Excellent links. And this was just on my mind in fact.
In most web-servers there is a list of regexes - typically starting stems, almost more glob-like - that are defined in precedence order to match requests to handlers.
Are there any libraries that can treat this as a single effective operation, rather than just testing against each regex as an island until there's a match?
Are you are interested in the parsing of the HTTP requests? I think I've recently seen some hand-coded state-based C implementation (I guess it can even be O(n)?) in some fast open-source HTTP server.
The last time I looked at nginx it parsed the HTTP request with a hand-coded state machine but routes that are defined by regular expression matching were handled one expression at a time.
Routes that are not defined by regular expressions used a much faster tree based method.
Lex and Flex both generate C (Flex has an option to output C++ instead, IIRC), yes. There are similar tools for other languages though: Java has JLex, ANTLR, etc. for example.
Re: the config file - how often does it change? Does it really need to be deferred to runtime, or is it just startup time? My (probably out-of-date) understanding of rewrite rules in apache, for example, is that you need to bounce the server for it to pick up changes; that would also be sufficient for it to pick up changes to the flex file and rebuild. Running flex and compiling the output is quick enough to be instantaneous from the point of the admin restarting a server.

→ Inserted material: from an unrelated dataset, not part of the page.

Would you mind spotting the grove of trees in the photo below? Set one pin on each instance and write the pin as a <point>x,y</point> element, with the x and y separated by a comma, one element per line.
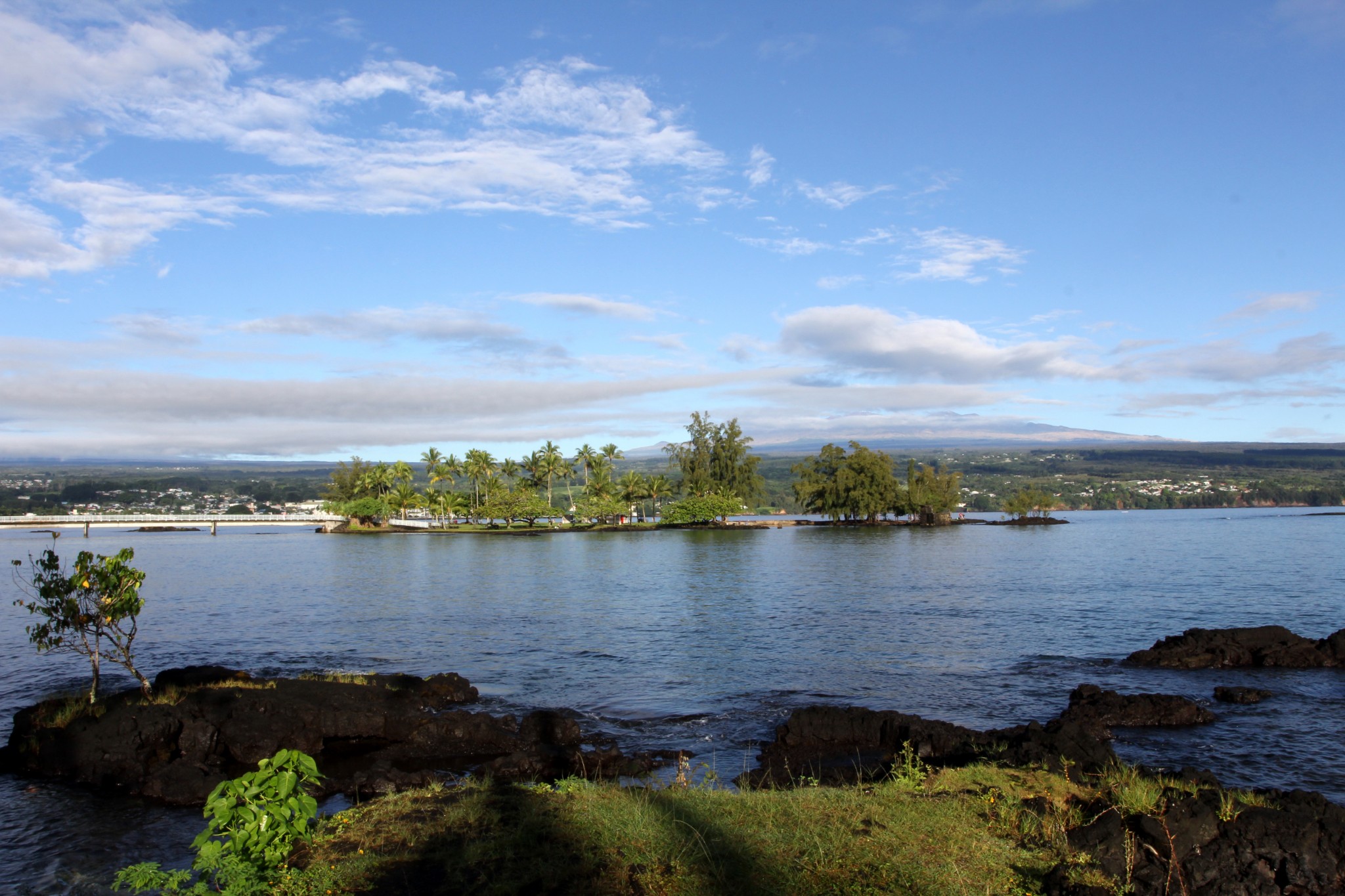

If it really can change at runtime, I guess the point is to avoid downtime while updating the configuration? There are ways around this too, some more practical than others. If your servers are behind a load balancer you can do a rolling restart to pick up changes. If that's not an option it's possible, though probably not trivial, to hot-patch the native code. YMMV. :-)
They also extend it to weighted regular expressions and even lazy, infinite regular expressions.